I only realized relatively recently–I guess in the first Obama election–that there were two states that assigned their electors this way as opposed to the other 48s’ method. Since then I’ve been very much in favor of it wish there were a way to make it the popular thing to do. It makes sense to me on every single possible level.
Now I understand how different the two proposals are.
ETA: I now see the OP has clarified his point about how this would be implemented. Which seems legally and conceptually sensible / doable. Politically is perhaps another matter.
So my own quibble w you on that point is moot and un-posted.
Actually it is not proportional at all for those states. The top vote receiver gets 2 EVs even if it is 49.0% to 48.9% and each congressional district awards its EV to the top vote getter.
It’s an interesting idea but completely bonkers unless every state does it. Leave it up to individual states, and I’d predict:
Blue states: We’re in favor of a more representative democracy, so yes, let’s award EC votes proportionally.
Red states: Fuck no. We’re a republic, not a democracy.

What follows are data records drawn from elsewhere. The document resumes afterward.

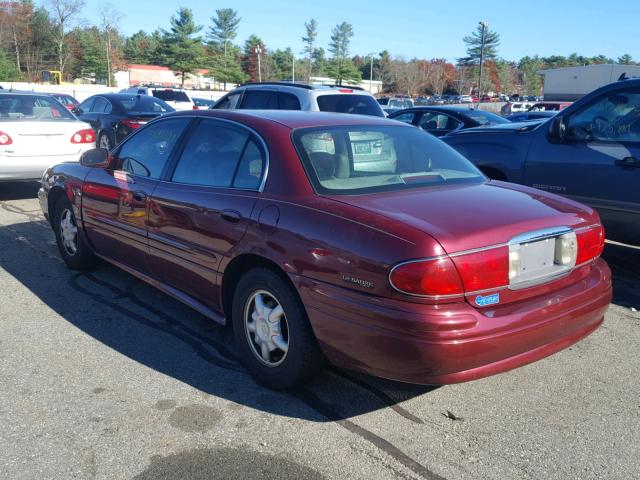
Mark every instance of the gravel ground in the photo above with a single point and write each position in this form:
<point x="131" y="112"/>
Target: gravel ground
<point x="104" y="377"/>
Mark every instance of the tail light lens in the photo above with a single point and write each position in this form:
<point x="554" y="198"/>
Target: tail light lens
<point x="434" y="277"/>
<point x="83" y="136"/>
<point x="5" y="139"/>
<point x="484" y="270"/>
<point x="134" y="122"/>
<point x="590" y="243"/>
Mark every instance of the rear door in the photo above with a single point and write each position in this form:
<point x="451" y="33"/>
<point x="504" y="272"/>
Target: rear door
<point x="201" y="211"/>
<point x="598" y="163"/>
<point x="115" y="201"/>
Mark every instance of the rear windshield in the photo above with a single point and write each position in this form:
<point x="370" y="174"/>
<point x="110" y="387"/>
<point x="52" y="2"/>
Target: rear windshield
<point x="144" y="104"/>
<point x="31" y="108"/>
<point x="171" y="96"/>
<point x="486" y="118"/>
<point x="343" y="103"/>
<point x="361" y="159"/>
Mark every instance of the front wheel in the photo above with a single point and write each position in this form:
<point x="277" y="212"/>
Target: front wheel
<point x="73" y="247"/>
<point x="272" y="332"/>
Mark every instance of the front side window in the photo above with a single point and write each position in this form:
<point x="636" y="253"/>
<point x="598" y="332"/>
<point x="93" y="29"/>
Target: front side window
<point x="146" y="152"/>
<point x="220" y="155"/>
<point x="31" y="108"/>
<point x="613" y="117"/>
<point x="355" y="160"/>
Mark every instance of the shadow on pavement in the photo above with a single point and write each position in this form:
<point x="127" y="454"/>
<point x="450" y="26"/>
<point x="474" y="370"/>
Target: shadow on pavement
<point x="150" y="327"/>
<point x="18" y="190"/>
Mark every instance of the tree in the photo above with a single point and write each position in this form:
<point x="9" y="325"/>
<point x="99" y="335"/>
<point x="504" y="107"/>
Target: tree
<point x="474" y="45"/>
<point x="311" y="28"/>
<point x="65" y="13"/>
<point x="221" y="33"/>
<point x="341" y="67"/>
<point x="183" y="51"/>
<point x="626" y="59"/>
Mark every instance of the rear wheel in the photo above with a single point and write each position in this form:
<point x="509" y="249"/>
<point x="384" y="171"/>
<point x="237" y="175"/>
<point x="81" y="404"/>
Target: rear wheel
<point x="272" y="332"/>
<point x="73" y="247"/>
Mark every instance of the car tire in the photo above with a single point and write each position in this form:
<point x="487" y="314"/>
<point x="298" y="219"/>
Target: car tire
<point x="71" y="241"/>
<point x="104" y="141"/>
<point x="272" y="333"/>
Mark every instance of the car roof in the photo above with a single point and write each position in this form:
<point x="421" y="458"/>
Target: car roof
<point x="291" y="118"/>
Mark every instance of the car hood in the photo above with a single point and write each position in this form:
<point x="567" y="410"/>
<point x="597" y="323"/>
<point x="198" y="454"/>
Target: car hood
<point x="464" y="217"/>
<point x="513" y="127"/>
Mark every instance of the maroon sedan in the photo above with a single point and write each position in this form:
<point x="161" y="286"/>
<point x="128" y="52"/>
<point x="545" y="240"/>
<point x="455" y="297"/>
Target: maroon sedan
<point x="355" y="239"/>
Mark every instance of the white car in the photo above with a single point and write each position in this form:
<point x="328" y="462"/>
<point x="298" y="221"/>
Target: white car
<point x="36" y="131"/>
<point x="177" y="98"/>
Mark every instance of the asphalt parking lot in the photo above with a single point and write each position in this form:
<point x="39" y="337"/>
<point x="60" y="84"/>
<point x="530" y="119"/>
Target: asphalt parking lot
<point x="102" y="377"/>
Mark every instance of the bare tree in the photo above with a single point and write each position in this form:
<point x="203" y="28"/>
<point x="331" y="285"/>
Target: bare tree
<point x="65" y="13"/>
<point x="109" y="19"/>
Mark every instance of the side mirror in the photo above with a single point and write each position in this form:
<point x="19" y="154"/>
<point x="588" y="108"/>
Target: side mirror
<point x="96" y="157"/>
<point x="557" y="129"/>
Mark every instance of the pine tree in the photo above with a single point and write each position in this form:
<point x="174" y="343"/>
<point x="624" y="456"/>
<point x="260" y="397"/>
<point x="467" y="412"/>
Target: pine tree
<point x="183" y="51"/>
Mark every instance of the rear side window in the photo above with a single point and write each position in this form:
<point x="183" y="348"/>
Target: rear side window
<point x="212" y="157"/>
<point x="171" y="96"/>
<point x="260" y="100"/>
<point x="146" y="152"/>
<point x="359" y="104"/>
<point x="287" y="101"/>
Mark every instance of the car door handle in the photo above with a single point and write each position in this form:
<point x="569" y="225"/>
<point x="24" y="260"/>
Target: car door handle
<point x="231" y="216"/>
<point x="632" y="162"/>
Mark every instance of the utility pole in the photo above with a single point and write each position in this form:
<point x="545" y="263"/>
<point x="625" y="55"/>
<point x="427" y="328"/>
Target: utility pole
<point x="484" y="26"/>
<point x="371" y="73"/>
<point x="258" y="51"/>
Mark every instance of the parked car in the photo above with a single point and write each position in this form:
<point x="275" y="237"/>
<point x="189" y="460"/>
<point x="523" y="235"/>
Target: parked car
<point x="37" y="131"/>
<point x="248" y="219"/>
<point x="67" y="100"/>
<point x="589" y="152"/>
<point x="549" y="106"/>
<point x="113" y="116"/>
<point x="443" y="120"/>
<point x="203" y="103"/>
<point x="301" y="96"/>
<point x="177" y="98"/>
<point x="530" y="115"/>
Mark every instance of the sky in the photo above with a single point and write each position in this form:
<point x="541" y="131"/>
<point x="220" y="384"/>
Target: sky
<point x="421" y="29"/>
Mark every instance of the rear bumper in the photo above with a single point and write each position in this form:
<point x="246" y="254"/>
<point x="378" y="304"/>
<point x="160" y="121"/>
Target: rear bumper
<point x="452" y="343"/>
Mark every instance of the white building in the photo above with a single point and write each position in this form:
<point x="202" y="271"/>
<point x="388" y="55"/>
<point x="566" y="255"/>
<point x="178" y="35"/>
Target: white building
<point x="571" y="83"/>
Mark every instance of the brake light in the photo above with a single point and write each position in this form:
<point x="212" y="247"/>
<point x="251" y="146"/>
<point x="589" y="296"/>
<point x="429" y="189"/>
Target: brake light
<point x="5" y="139"/>
<point x="83" y="136"/>
<point x="435" y="277"/>
<point x="590" y="243"/>
<point x="133" y="122"/>
<point x="483" y="270"/>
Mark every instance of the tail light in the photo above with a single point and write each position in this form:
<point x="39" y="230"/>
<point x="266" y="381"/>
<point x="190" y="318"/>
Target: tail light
<point x="435" y="277"/>
<point x="83" y="136"/>
<point x="590" y="243"/>
<point x="5" y="139"/>
<point x="134" y="122"/>
<point x="484" y="270"/>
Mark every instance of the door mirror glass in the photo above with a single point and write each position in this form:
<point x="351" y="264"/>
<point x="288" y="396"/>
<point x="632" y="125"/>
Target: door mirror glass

Purple states. Nah – we like all the attention every four years.
So you’d have millions of California and New York Republican votes counting toward electing the president while still effectively nullifying millions of Democratic voters in Texas and Florida.
Work well for that state. And yes, it would help 3rd-party voters (and candidates) nationwide. But unless every state adopted it, I predict it would massively tilt the scales for the GOP candidate.
Yup, it’s a tragedy of the commons: It’s to everyone’s advantage for everyone to do this, but it’s to nobody’s advantage to do it when nobody else is, so it doesn’t happen. Tragedies of the commons should be resolved by some overarching government mandating it for everyone, but since we live in a nation that’s designed to be dysfunctional, that’s not going to happen, either.
Nebraska and Maine are, I’ll admit, weird. But they both have few enough electors that it’s hardly ever been an issue for either.